Natural Gas & Utility Generation
Natural gas prices were lower again on Friday as traders responded to the latest Baker-Hughes report on drilling activity. The report showed an increase of just two rigs, but at 941 active rigs, the pressure has been building for a while. Even though gas prices have been in almost freefall, drilling activity continues to increase. It may be this factor that has been behind the heavy selling in this market by investment banks. They may have had solid advance knowledge that producers would continue to increase the number of active rigs in service. After all the technical damage done last week with the break below $4.00, and last week’s disappointing EIA report, and continuing forecasts for warmer weather, the rig count seems to have been the straw that broke the camel’s back. Prices dropped almost 11 cents per million bpd on Friday.

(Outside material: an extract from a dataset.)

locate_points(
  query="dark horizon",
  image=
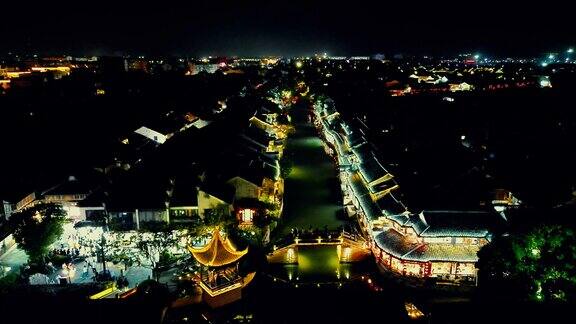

The latest CFTC Commitments of Traders Report shows a decline of almost 22 cents (for the ‘week’ from Tuesday to Tuesday March 16th to March 23rd) propelled by commission house and fund selling. Swap Dealers were liquidating existing longs and Producers were buying, which is what they have been doing over the last few weeks – despite a net short interest. The funds were not the biggest sellers over the period, breaking at least a three-week run. We had noted that three of the days in the period had crude prices moving in the opposite direction of gas prices, and we had wondered if we would see signs of spread unwinding in this report. We could not find exactly what we had expected, but we did notice that funds were liquidating long crude oil positions heavily, and that they stopped selling natural gas contracts as aggressively as they had over the previous three reports. They were still selling gas, and producers were still buying, and in the latest report commission houses were the biggest, gross, sellers. Swap dealers, which had been buying, seem to have thrown the towel in on this latest decline.